Neste caso o bridge intermediário tem uma característica mais forte e dà ao animal informações contínuas e repetidas sobre os passos que ele deve seguir para obter o bridge final . Um exemplo disso é o jogo "quente ou frio".

Onde se pode notar ainda mais o uso do KGS è especialmente nos cães-guia, busca e salvamento, (para guiar um animal de um lugar para outro mesmo quando o animal faz um determinado caminho pela primeira vez ).

Por exemplo, quando um cão se dirige na direção certa , um som que sai de um dispositivo, que pode ser usado numa coleira. Quando o som pára, o animal deve parar ou mudar de direção.

Um exemplo de KGS com um leão-marinho é: Quando està na posição para fazer um comportamento médico e dizemos "fica" ou "muito bem", o animal tem que se manter na posição até que o comportamento acabe. Este estimulo verbal durante o comportamento è o KGS

Um exemplo de bridge intermediário poderia ser que quando o animal se aproxima do comportamento que desejamos, repetimos, por exemplo, a palavra "bom" repetidamente para indicar ao animal que ele está no caminho certo, até que finalmente obtém o comportamento desejado e é aí que faríamos o nosso bridge usual.

Para condicionar um KGS, devemos reforçar um estímulo neutro como uma palavra, uma carícia, um gesto, uma luz, um som ... Associe este reforço secundário com o reforço terciário ou KGS.

 

Além disso, usaremos passivamente o KGS desejado logo antes do bridge e aumentaremos gradualmente o tempo entre o KGS e o bridge final.

A desvantagem do KGS é que pode demorar muito para treinar, só é recomendado para comportamentos de lunga durada e não seria aconselhável usá-lo numa equipa onde haja treinadores inexperientes.

É um sinal que pode enfraquecer com o uso excessivo e não é absolutamente necessário se tivermos feito as aproximações necessárias ao treinar um comportamento específico.

Além disso, tem outras desvantagens, como o fato de que um comportamento supersticioso pode ser treinado inadvertidamente, mas desta vez não pelo animal, mas pelo próprio treinador. (Se quiserem saber mais, podem ler o artigo sobre o treino silencioso).

Por exemplo, imaginem um grupo de golfinhos que fazem saltos enquanto estamos com o braço levantado e de repente param de saltar quando baixamos o braço.

Este é um exemplo claro de um KGS condicionado involuntariamente, visto que levantar o braço em cada salto tornou-se um aviso, ou um gesto que ajuda a eliciar o comportamento, neste caso os saltos.

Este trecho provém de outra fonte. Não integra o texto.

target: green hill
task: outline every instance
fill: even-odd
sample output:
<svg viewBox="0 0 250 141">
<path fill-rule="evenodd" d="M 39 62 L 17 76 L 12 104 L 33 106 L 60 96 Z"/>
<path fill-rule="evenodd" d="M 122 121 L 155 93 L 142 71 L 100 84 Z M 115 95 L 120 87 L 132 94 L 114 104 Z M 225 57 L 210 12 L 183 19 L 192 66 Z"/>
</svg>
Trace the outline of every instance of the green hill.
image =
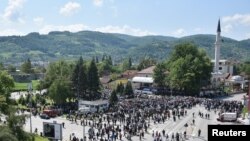
<svg viewBox="0 0 250 141">
<path fill-rule="evenodd" d="M 103 54 L 111 55 L 116 61 L 128 56 L 134 60 L 151 56 L 162 60 L 168 57 L 174 45 L 193 42 L 214 57 L 215 35 L 192 35 L 182 38 L 168 36 L 130 36 L 124 34 L 94 31 L 50 32 L 47 35 L 30 33 L 26 36 L 0 37 L 0 60 L 17 63 L 30 58 L 32 61 L 53 61 L 57 59 L 84 59 Z M 222 58 L 250 61 L 250 39 L 237 41 L 223 37 Z"/>
</svg>

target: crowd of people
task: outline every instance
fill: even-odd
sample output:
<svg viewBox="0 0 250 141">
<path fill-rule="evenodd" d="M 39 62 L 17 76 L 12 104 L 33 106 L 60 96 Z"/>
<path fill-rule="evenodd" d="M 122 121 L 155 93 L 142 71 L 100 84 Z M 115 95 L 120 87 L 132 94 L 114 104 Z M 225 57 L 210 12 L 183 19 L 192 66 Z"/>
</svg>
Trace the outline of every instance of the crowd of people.
<svg viewBox="0 0 250 141">
<path fill-rule="evenodd" d="M 152 124 L 164 124 L 166 121 L 175 122 L 181 120 L 188 113 L 187 110 L 196 105 L 204 106 L 207 111 L 214 112 L 236 112 L 241 113 L 243 105 L 240 101 L 222 101 L 217 99 L 197 98 L 197 97 L 165 97 L 153 96 L 150 98 L 134 98 L 120 101 L 107 113 L 95 113 L 88 115 L 75 115 L 81 121 L 81 125 L 89 126 L 88 137 L 82 140 L 122 140 L 124 137 L 131 140 L 132 136 L 143 139 Z M 193 113 L 193 125 L 195 125 Z M 201 118 L 209 119 L 209 113 L 198 112 Z M 73 120 L 72 120 L 73 122 Z M 187 125 L 183 125 L 187 126 Z M 201 130 L 198 130 L 200 136 Z M 167 134 L 165 130 L 153 131 L 154 141 L 175 140 L 187 138 L 187 133 L 177 132 Z M 71 137 L 71 140 L 81 140 Z"/>
</svg>

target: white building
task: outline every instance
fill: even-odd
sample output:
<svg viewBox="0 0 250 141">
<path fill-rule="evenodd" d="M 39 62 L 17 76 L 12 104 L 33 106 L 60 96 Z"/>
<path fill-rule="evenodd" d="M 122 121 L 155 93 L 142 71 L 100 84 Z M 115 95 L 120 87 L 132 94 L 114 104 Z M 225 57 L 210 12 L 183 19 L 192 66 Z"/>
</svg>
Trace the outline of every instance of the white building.
<svg viewBox="0 0 250 141">
<path fill-rule="evenodd" d="M 241 76 L 233 76 L 233 60 L 220 59 L 220 46 L 221 46 L 221 27 L 220 20 L 217 26 L 217 35 L 215 41 L 215 54 L 213 63 L 214 69 L 212 72 L 211 83 L 214 88 L 218 88 L 221 84 L 233 88 L 233 92 L 240 91 L 246 86 L 246 80 Z"/>
<path fill-rule="evenodd" d="M 94 113 L 107 110 L 109 107 L 108 100 L 96 100 L 96 101 L 87 101 L 79 100 L 78 102 L 78 111 L 81 113 Z"/>
<path fill-rule="evenodd" d="M 211 62 L 213 63 L 213 66 L 215 66 L 215 60 L 211 60 Z M 222 73 L 222 74 L 229 73 L 230 75 L 232 75 L 233 74 L 233 62 L 230 60 L 219 60 L 217 72 Z"/>
</svg>

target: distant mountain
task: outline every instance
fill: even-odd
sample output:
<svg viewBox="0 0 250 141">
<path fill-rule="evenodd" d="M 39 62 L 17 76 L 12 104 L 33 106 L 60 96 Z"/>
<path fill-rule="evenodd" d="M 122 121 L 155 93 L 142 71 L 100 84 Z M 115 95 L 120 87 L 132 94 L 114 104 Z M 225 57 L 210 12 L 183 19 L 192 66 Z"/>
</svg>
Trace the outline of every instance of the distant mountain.
<svg viewBox="0 0 250 141">
<path fill-rule="evenodd" d="M 17 63 L 30 58 L 32 61 L 76 59 L 83 56 L 90 59 L 103 54 L 121 61 L 132 57 L 138 60 L 144 56 L 163 60 L 173 47 L 182 42 L 193 42 L 214 57 L 215 35 L 192 35 L 182 38 L 168 36 L 130 36 L 94 31 L 50 32 L 47 35 L 30 33 L 26 36 L 0 37 L 0 62 Z M 237 41 L 223 37 L 221 58 L 250 61 L 250 39 Z"/>
</svg>

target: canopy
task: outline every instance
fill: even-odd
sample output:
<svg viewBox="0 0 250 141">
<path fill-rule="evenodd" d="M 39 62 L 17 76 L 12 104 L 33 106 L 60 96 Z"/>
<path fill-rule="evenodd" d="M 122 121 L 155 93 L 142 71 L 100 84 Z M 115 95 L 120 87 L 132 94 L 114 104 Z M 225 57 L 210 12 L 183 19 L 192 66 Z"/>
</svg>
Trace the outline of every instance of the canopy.
<svg viewBox="0 0 250 141">
<path fill-rule="evenodd" d="M 152 77 L 134 77 L 132 79 L 134 83 L 153 83 L 154 80 Z"/>
</svg>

Esta solicitação de braço inconscientemente tornou-se parte do gesto original.

 

Este è um conceito que WeZooit menciona para que todos os treinadores o conheçam , mas a nossa opinião, è que não o consideramos uma ferramenta de treino essencial, embora seja verdade que o consideramos útil quando usado corretamente.

 

E lembre-se, se se pode ... WeZooit!